American politician (born 1959)

Jerome "Jerry" White (born 1959) is an American politician and journalist who is the labor editor reporting for the World Socialist Web Site. He is a member of the Socialist Equality Party of the United States and was a member of its predecessor, the Workers League, joining the movement in 1979. White was the SEP's nominee for president four times, running in 1996, 2008, 2012, and 2016.

In February 2024, SEP National Chairman David North announced White would run in the 2024 election as the party's candidate for vice president of the United States. His running mate on the ticket was Joseph Kishore.

==Career==
White authored a book, published in 1990, entitled Death on the Picket Line: The Story of John McCoy. The book, an investigative report, is about the killing of a militant coal miner, McCoy, as well as the history of the United Mine Workers (UMW) in West Virginia.

==Election campaigns (1996-2016)==
In 1996, White ran as the first presidential candidate for the newly-formed Socialist Equality Party (SEP) with vice presidential candidate Fred Mazelis.

In 2006, White ran for Michigan's 12th Congressional district seat as an SEP candidate.

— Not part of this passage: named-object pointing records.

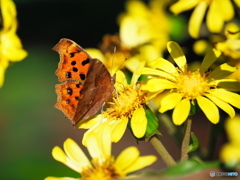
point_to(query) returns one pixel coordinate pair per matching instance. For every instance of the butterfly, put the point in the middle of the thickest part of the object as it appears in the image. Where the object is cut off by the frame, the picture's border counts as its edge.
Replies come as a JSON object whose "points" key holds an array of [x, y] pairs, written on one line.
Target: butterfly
{"points": [[86, 85]]}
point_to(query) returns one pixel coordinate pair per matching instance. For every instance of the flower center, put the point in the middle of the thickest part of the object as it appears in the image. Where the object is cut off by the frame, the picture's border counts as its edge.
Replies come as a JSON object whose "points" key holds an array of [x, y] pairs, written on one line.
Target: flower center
{"points": [[103, 171], [192, 84], [125, 102]]}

In 2008, White ran as the SEP presidential candidate with vice-presidential candidate Bill Van Auken. The write-in campaign was accompanied by a redesign of the Socialist Equality Party's website, which would rehost articles written by both candidates for the World Socialist Web Site. During his campaign White criticised the bailout plan for banks following the 2008 financial crisis, saying it rewarded those who caused it.

White also ran on behalf of the SEP in 2012, appearing on the ballot in two states.

In 2016, White ran as the SEP presidential candidate with vice presidential candidate Niles Niemuth., winning 485 votes.